1. The most immediate issue involves identifying the best strategy for hiring a permanent replacement for Pam Cary, given her present totally disabled status. You have stressed the criticality of filling her position, which I believe that we can do providing we hold a comparable position for her until she returns to work. Given Pam's present status, I feel that we must obtain legal advice concerning the best approach to take, ADA implications, etc.
2. Presently, Pam is pursuing a Workers’ Compensation insurance claim, for which we have received an initial notice of controversion from Hartford. Though Pam did not initially follow up with Hartford upon receipt of notice, her attorney (this week) supplied Hartford with her medical records and other information to expedite processing the claim.
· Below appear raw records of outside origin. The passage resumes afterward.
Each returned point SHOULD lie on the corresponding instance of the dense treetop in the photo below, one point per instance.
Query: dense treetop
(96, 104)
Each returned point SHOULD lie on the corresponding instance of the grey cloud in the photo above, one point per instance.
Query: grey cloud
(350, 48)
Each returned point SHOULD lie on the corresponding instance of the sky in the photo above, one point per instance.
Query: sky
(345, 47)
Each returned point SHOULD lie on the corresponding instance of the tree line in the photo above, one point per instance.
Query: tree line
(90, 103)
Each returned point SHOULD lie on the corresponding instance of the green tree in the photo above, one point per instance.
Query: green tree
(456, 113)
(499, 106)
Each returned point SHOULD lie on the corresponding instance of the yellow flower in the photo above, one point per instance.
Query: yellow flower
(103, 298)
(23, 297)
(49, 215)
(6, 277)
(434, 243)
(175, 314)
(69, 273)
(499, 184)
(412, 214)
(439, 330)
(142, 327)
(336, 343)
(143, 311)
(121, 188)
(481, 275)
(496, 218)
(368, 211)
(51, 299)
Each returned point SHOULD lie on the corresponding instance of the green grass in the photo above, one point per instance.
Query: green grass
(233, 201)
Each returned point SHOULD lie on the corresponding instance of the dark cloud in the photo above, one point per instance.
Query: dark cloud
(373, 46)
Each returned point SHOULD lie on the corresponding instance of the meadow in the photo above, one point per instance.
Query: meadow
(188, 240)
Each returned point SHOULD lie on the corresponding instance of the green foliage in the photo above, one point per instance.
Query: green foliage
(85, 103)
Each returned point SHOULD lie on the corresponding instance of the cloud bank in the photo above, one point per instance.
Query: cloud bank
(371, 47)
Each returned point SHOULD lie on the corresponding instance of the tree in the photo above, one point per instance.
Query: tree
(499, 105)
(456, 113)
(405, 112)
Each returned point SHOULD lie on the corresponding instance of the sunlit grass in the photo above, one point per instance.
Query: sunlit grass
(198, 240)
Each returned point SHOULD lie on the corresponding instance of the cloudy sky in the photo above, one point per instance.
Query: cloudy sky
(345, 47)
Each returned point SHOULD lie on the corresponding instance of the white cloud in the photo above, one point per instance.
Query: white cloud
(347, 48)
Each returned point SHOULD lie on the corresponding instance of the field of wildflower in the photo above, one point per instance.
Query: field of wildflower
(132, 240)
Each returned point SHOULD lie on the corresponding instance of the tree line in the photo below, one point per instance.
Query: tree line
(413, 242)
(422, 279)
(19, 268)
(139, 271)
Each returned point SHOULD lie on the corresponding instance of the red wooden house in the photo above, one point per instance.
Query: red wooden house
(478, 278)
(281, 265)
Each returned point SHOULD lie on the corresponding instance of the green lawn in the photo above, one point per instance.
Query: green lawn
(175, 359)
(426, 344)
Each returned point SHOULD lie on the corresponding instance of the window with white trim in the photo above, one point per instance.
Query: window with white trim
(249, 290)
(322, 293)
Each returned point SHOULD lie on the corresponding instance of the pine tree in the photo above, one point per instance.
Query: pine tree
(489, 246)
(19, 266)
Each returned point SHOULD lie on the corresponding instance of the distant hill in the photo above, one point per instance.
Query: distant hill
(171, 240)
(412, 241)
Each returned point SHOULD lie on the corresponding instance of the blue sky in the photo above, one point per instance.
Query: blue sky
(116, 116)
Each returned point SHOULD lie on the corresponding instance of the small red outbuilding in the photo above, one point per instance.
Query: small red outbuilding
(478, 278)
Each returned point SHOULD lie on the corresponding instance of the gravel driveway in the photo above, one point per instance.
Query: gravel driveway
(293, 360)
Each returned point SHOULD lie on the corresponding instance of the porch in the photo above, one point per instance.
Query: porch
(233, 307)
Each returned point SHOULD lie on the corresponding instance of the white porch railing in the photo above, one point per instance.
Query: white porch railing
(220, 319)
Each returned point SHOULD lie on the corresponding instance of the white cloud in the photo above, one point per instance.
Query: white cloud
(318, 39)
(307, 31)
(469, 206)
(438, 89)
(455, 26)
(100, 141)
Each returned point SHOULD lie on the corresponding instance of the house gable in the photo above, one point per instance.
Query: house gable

Once a final decision has been made regarding Pam's Workers' Compensation claim, I would like to have a general review of the legal implications of the options CDF will have to consider.

. There was one exception.

. The hearing examiner correctly stated that once the claimant establishes a prima facie case, the burden of production shifts to the employer to show a legitimate business justification for the termination of claimant's employment. See Abramson, supra note 1, 596 A.2d at 553. However, the examiner then appears to have held the employer to the burden of persuasion, which remains with the claimant. See id. at 553-54. The Director again remedied any error by applying the correct legal standard to the examiner’s factual findings. The Director concluded that “even if the employer met its burden of production in producing a legitimate business reason for terminating claimant, the Director holds that there was substantial evidence in the record for the Hearing Examiner to find it was pretextual."

. See note 3, supra.

. In Hairston, the district court denied back pay to some members of a class who were systematically discriminated against in employment because of race. Hairston, supra, 520 F.2d at 229. One reason for the district court’s denial of back pay was because the plaintiffs involved had not sought promotion or transfer. Id. at 230. Since the employment practices and polices of the employer would have rendered an effort for promotion or transfer futile, the plaintiffs’ failure to apply was not dispositive. Id. In reversing and remanding, the Fourth Circuit observed:

If an employer can avoid back pay liability through a policy which makes an attempt to gain a better job risky or futile, then this subtle form of discrimination is encouraged, not discouraged. Similarly, plaintiffs harmed by such policies — plaintiffs deterred by the futility or risk of seeking promotion — are denied an award which would "make them whole,” not because they were not disadvantaged by discrimination, but merely because of the peculiar method by which discrimination was implemented.

Id. at 232 (footnote omitted). "In other areas of Title VII relief, the law does not require a futile act as a precondition of relief.” Id. at 232 n. 2 (citing, e.g.. United States v. Sheet Metal Workers International Ass'n, Local Union 36, 416 F.2d 123, 127 (8th Cir.1969); Bing v. Roadway Express, Inc., 485 F.2d 441 (5th Cir.1973)).